Ini ceritaku dibesarkan oleh kedua orangtua yang merupakan seorang pembisnis. Hmm ... terkadang saya berpikir, saya dan kedua orangtua saya mempunyai kegemaran berbeda. Mereka suka sekali dunia bisnis sedangkan saya suka sekali dunia digital kreatif. Tentu bertolak belakang.

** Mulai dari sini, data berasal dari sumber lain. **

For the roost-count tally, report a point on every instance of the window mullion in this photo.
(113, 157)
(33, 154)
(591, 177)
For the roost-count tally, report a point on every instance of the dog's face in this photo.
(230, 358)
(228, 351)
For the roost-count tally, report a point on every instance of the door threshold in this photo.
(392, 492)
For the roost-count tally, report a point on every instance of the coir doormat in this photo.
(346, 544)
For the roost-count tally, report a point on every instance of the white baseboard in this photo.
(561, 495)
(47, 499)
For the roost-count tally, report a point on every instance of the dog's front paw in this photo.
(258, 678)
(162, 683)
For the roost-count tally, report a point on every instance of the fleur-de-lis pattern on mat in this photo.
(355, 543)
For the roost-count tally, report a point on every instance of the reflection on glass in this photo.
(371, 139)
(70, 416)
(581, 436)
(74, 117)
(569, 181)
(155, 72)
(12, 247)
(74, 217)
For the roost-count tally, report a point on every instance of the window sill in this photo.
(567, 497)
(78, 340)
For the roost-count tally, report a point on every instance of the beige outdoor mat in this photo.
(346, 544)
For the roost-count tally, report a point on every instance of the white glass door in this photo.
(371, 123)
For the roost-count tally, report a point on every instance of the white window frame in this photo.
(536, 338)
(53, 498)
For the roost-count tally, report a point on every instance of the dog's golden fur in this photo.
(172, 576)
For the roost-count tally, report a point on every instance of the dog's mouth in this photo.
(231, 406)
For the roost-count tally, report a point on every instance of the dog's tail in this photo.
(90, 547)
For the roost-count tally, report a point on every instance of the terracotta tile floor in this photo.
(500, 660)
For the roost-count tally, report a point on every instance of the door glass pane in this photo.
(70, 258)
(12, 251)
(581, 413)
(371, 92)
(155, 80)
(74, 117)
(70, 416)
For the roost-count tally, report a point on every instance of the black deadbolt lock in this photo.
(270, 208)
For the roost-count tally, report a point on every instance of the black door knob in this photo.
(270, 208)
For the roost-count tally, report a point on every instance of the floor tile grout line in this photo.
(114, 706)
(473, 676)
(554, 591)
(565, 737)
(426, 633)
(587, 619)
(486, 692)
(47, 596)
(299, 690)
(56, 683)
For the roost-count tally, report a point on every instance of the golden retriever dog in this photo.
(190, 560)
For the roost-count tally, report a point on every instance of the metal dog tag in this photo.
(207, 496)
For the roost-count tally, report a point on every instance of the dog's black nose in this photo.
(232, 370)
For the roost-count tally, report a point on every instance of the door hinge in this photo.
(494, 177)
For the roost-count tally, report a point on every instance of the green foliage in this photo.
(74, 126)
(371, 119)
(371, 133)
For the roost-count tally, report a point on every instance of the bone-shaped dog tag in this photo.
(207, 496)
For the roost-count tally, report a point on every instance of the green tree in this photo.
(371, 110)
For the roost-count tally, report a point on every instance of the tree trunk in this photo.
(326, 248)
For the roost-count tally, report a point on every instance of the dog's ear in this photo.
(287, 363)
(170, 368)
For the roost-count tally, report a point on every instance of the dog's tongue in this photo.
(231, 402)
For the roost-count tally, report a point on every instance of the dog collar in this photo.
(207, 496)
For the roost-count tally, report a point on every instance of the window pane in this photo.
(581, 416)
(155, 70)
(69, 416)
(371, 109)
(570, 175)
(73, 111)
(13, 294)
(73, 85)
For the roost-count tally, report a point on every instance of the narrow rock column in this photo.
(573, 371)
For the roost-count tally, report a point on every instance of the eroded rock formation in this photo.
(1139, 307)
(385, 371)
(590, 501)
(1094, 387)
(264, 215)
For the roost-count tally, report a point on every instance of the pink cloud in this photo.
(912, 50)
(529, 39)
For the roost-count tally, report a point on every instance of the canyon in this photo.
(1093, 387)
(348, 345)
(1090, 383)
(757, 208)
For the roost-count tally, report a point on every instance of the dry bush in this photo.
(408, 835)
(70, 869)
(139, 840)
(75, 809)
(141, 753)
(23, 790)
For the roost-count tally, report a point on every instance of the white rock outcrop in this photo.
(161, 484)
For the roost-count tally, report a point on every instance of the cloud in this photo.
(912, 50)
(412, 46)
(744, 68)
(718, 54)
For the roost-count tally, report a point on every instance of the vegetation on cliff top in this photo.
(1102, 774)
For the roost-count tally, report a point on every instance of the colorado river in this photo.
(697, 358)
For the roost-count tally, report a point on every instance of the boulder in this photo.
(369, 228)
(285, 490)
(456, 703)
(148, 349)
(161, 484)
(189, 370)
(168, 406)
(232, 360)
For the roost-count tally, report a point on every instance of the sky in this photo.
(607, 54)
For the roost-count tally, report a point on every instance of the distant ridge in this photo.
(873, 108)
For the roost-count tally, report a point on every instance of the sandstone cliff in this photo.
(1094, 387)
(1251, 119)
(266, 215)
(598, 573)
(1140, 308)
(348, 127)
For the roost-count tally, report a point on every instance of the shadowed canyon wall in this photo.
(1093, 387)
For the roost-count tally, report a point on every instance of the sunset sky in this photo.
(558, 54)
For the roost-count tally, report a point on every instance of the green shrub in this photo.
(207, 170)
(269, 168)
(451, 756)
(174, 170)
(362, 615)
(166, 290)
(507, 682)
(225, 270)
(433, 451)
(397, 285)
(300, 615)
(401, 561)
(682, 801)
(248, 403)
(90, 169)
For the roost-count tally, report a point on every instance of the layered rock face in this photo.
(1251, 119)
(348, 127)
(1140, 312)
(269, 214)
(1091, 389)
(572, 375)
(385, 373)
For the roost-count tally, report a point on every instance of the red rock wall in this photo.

Dimulai awal tahun 2010 awalnya, ayah saya merintisnya di rumah. Namun, lama kelamaan bisnis tersebut berkembang semakin besar hingga tak mampu ditampung di rumah. Akhirnya ayah saya membeli ruko.Â
Ruko tersebut membuka counter (jual pulsa), berubah menjadi kantor pos, dan berubah lagi menjadi kedai sate. Hingga akhirnya, orangtuaku menutup semua usahanya, dan pindah lah kami ke kampung halaman. Disaat tiga usaha tersebut jalan, orangtua ku banyak merekrut karyawan alias pegawai untuk membantu pekerjaannya.
Saya jadi berteman akrab dengan pegawai. Banyak cerita di counter yang sayang jika harus dilupakan. Sekarang apa kabar kalian semua?
Bisnis kami bukannya bangkrut. Tetapi, orangtua ku ingin sekali kembali ke kampung halaman. Awal kepindahan kami, ayah harus pindah lagi ke ibu kota untuk bekerja. Selama dua tahun lamanya, akhirnya ayahku kembali dan membuka usaha nya di kampung. Sekarang kami menyewa sebuah kios kecil di pasar.
1. Bisnis bukan apa yang kita dapatkan, tetapi bagaimana cara membantu orang
Sejak dulu, ayah saya selalu merekrut orang-orang untuk dijadikan karyawan dengan syarat jujur. Sudah pernah ada hampir lima orang karyawan dalam bisnisnya. Awalnya hanya satu, lalu berkembang menjadi lima.
Ayah pernah berkata "Bisnis itu membantu orang-orang yang belum punya kerja. Dengan begitu, kamu bisa memperkerjankan mereka. Kamu bakal jadi bosnya. Tapi jadilah bos yang baik."
Itu yang membuat saya terpana. Membantu banyak pengangguran agar segera punya pekerjaan. Pembisnislah yang menciptakan lapangan pekerjaan. Dengan begitu, kita tidak hanya berpikir bagaimana cara mencari kerja. Justrus pembisnis berpikir, bagaimana menciptakan lapangan kerja. Seperti itu lha pola pikir ayah saya.